特訓中

 



「沢田、そんなこともできないわけ?」
 尖り声をだして、ヒバリは足を組み直した。その両手では黒い帳簿を開いている。風が吹く度にページがパラパラとめくれていた。ハナから読む気がないものを手にしつつ、ヒバリは細かに批判を加えていく。
「動きが鈍いね。もっと早く。やる気、あんの? 大胆に走ってよ。大丈夫、怪我はしないしない。自分の限界を感じた後が勝負だよ。限界がなかったら壁ができないだろ。はい、文句はなし」
 綱吉が汗だくになってタイヤを引っぱっていた。五周終えたところで、パタリと倒れる。
「…………。十秒で起きなかったら、」
 ようやく帳簿を閉じて、ヒバリは考えるように明後日を眺めた。
 休日の夕暮れ時だ。沢田綱吉を呼び出して、トレーニングを指導している真っ最中である。この後の予定があるので夜まではかけたくなかった。視線を戻して、体操服のままでゼッゼッと全身で呼吸する少年に人差し指を突きつける。
「僕と一緒にジムに行く。マッチョにしてあげるよ」
「あ、あああ、死ぬ……」
 よろめきつつも綱吉が膝に手をついた。
 体操服が汗でビッショリ濡れてシャツを体に貼り付ける。くっきりとラインが見えて、下着が浮かんでいた。短パンの裾も砂で汚れている。

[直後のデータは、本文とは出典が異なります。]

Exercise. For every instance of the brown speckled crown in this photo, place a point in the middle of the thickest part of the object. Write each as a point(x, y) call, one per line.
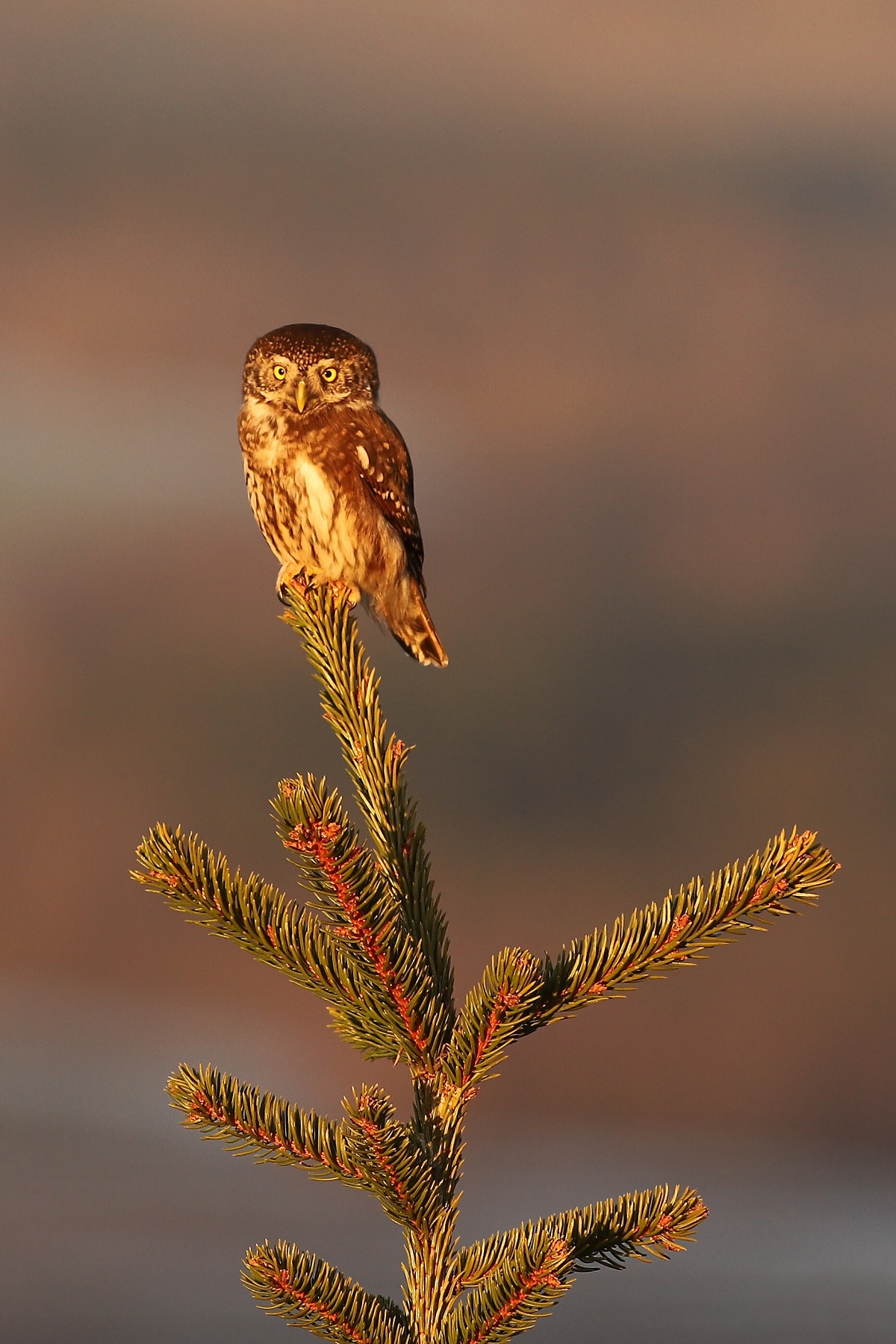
point(305, 343)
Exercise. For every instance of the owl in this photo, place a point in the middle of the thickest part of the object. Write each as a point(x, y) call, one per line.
point(329, 477)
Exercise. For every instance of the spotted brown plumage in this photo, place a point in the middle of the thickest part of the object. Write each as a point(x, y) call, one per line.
point(329, 476)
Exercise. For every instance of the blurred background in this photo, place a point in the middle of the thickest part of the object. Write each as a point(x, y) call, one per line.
point(630, 275)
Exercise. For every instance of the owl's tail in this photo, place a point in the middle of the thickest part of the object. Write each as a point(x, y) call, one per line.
point(408, 620)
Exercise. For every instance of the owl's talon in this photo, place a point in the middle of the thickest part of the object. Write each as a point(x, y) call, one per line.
point(346, 591)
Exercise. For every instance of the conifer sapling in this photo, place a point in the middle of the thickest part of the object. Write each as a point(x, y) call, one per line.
point(371, 941)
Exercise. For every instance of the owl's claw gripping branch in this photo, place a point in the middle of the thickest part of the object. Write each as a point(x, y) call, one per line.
point(373, 941)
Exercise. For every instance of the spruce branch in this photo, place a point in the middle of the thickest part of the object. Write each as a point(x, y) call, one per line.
point(523, 1287)
point(395, 1167)
point(262, 1125)
point(355, 898)
point(739, 898)
point(373, 945)
point(375, 764)
point(269, 925)
point(308, 1292)
point(497, 1011)
point(601, 1236)
point(516, 1276)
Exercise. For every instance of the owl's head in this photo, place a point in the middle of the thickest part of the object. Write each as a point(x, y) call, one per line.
point(305, 367)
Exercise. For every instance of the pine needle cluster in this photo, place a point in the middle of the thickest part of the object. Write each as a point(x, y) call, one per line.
point(371, 941)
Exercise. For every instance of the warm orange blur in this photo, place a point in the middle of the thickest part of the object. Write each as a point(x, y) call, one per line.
point(630, 275)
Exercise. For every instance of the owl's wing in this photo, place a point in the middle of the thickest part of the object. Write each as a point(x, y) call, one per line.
point(386, 470)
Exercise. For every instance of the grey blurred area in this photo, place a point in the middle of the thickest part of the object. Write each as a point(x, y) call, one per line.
point(630, 275)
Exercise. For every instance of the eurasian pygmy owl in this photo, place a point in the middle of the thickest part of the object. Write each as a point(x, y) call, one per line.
point(329, 477)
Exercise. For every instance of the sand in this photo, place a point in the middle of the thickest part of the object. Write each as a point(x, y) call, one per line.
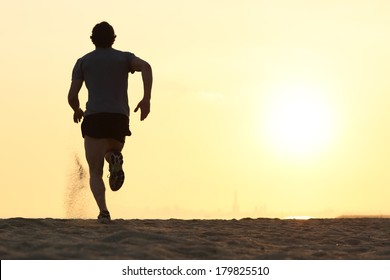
point(276, 239)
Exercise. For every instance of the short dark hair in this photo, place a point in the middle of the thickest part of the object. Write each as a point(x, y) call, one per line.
point(103, 35)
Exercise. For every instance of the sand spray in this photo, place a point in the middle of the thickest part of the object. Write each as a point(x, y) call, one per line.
point(77, 194)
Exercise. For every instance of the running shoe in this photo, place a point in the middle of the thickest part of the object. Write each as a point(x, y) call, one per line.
point(117, 176)
point(104, 217)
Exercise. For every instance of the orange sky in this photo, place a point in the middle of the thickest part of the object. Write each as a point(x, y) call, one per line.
point(278, 106)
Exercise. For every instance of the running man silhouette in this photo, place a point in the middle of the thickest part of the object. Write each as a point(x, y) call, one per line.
point(106, 118)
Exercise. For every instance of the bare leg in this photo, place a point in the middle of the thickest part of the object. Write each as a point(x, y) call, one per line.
point(95, 151)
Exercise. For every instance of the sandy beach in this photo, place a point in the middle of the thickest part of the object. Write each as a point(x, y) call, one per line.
point(355, 238)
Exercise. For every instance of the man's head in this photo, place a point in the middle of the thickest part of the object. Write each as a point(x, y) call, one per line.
point(103, 35)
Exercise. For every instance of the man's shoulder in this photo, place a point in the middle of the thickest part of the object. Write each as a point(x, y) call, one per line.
point(125, 53)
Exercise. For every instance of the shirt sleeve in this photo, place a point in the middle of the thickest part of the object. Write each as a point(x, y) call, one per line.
point(77, 73)
point(130, 57)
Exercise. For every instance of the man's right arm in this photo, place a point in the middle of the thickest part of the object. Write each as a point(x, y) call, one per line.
point(144, 67)
point(73, 100)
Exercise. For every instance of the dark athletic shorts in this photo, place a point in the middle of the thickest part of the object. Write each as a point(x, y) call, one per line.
point(106, 125)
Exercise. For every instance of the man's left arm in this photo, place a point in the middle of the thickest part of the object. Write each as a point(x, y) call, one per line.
point(73, 100)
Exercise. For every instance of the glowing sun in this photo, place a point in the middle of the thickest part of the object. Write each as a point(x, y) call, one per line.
point(298, 121)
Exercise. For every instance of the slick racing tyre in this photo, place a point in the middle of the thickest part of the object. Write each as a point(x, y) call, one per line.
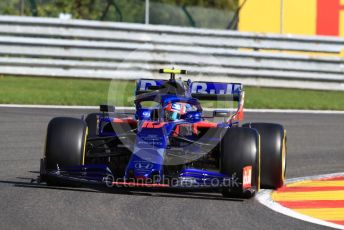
point(273, 153)
point(65, 144)
point(239, 154)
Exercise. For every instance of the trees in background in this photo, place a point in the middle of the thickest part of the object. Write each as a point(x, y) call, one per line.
point(199, 13)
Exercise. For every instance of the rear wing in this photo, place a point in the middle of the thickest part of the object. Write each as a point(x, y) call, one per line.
point(216, 91)
point(147, 85)
point(199, 90)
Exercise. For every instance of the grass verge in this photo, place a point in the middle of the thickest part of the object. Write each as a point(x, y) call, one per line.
point(65, 91)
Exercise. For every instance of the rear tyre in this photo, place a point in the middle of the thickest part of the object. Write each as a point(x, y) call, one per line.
point(239, 148)
point(273, 154)
point(92, 124)
point(65, 144)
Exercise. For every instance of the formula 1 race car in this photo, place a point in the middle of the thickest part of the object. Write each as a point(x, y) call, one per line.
point(168, 142)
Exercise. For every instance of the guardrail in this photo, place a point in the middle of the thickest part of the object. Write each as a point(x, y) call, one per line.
point(90, 49)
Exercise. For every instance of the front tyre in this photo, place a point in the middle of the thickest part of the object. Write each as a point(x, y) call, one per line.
point(65, 144)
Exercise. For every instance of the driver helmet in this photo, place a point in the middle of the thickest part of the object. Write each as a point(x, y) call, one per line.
point(174, 111)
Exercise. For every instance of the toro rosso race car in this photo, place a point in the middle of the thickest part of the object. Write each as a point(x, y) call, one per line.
point(168, 142)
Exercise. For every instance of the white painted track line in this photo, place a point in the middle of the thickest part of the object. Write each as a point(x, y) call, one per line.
point(246, 110)
point(264, 197)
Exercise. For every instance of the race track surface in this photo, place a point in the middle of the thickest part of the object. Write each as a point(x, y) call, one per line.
point(315, 146)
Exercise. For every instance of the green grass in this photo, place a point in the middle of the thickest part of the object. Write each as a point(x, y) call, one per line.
point(63, 91)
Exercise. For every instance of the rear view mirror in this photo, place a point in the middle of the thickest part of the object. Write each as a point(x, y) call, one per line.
point(221, 113)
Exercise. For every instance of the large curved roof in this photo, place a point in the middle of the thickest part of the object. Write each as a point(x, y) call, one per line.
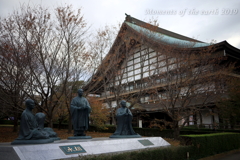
point(166, 39)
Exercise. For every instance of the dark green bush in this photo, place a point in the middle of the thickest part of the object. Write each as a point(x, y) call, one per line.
point(210, 144)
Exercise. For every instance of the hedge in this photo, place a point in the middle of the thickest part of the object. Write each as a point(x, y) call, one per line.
point(163, 153)
point(210, 144)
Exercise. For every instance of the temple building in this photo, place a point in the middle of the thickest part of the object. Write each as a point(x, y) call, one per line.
point(165, 77)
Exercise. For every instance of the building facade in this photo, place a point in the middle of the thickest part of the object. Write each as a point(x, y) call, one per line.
point(165, 77)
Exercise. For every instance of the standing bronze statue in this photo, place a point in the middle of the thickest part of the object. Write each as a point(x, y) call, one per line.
point(80, 111)
point(124, 123)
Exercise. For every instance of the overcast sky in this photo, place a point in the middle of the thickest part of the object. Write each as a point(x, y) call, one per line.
point(212, 20)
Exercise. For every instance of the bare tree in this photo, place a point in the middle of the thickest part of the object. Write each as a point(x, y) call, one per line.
point(53, 49)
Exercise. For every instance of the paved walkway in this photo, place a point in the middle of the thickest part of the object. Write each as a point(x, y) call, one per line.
point(231, 155)
point(234, 156)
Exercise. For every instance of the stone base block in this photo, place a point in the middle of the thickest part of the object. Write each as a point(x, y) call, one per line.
point(79, 137)
point(67, 149)
point(125, 136)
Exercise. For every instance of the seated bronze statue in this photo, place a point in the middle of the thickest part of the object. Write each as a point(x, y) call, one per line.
point(30, 132)
point(124, 123)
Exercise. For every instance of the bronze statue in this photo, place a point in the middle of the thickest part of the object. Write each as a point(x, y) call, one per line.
point(40, 117)
point(30, 132)
point(124, 123)
point(80, 110)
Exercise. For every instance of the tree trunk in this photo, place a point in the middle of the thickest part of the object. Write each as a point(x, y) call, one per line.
point(50, 124)
point(176, 131)
point(69, 124)
point(15, 122)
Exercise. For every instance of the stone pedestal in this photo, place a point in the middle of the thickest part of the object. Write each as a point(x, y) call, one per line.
point(68, 148)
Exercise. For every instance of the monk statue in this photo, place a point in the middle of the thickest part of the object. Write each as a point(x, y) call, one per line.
point(40, 117)
point(124, 123)
point(80, 110)
point(30, 132)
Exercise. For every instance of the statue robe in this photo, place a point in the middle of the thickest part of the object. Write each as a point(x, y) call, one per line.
point(29, 127)
point(80, 110)
point(124, 122)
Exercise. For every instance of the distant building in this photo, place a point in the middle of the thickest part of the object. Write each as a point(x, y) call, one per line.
point(161, 73)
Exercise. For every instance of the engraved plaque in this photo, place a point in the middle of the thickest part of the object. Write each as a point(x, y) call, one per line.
point(72, 149)
point(146, 142)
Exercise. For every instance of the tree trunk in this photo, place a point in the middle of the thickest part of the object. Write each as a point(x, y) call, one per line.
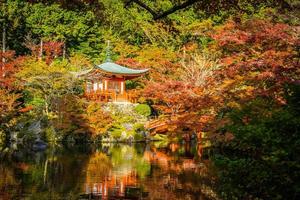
point(64, 50)
point(3, 49)
point(41, 50)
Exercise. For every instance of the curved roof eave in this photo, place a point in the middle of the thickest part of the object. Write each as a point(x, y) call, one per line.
point(118, 69)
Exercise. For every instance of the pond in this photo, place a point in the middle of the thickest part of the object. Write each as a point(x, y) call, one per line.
point(108, 171)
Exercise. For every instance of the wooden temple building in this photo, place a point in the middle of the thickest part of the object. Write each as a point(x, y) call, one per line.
point(106, 83)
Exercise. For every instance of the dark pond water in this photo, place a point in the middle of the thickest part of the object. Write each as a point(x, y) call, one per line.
point(137, 171)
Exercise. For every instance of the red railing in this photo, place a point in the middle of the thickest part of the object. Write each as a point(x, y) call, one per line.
point(111, 96)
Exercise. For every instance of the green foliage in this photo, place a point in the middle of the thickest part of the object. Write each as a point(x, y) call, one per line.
point(264, 150)
point(143, 109)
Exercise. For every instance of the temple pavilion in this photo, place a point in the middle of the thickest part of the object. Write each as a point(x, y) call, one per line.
point(106, 83)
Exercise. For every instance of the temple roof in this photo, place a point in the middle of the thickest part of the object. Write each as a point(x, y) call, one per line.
point(114, 68)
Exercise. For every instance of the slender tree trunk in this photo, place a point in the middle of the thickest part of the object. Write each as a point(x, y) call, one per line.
point(3, 49)
point(64, 50)
point(41, 50)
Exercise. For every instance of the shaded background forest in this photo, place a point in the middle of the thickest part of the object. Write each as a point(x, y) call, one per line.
point(226, 68)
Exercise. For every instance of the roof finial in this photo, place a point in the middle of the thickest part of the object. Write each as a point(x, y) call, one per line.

「ひ、ばりさぁん。勘弁してください……、お、おれ、風紀委員にはならないって――!」
「キミを鍛えろって赤ん坊から言われてるからね。はい、風紀委員用の特別メニューはまだあるよ。早く終わんないと僕の時間になるからね。ジムに連れてったら多分君は運動のし過ぎで筋を痛めるだろーけど連れて行くよ」
「手段と目的が入れ替わってませんか――?!」
 タイヤを引き摺り、グラウンドを走りつつ綱吉が絶叫する。
 ふん。鼻腔でため息をついただけで、ヒバリは相手にしなかった。
「あと二週。痛めたら僕が看病してやるよ」
「いやぁあああ?!」
 筋肉の悲鳴を聞きつつ、綱吉は走りつづけた。
「あんま叫ぶと余計に体力消耗するからね。一緒に肺も鍛えたいっていうなら、好きにしていいけど」
 帳簿の裏表を無意味に確認しつつ、ヒバリが言う。ヒバリはリボーンに買収されていた。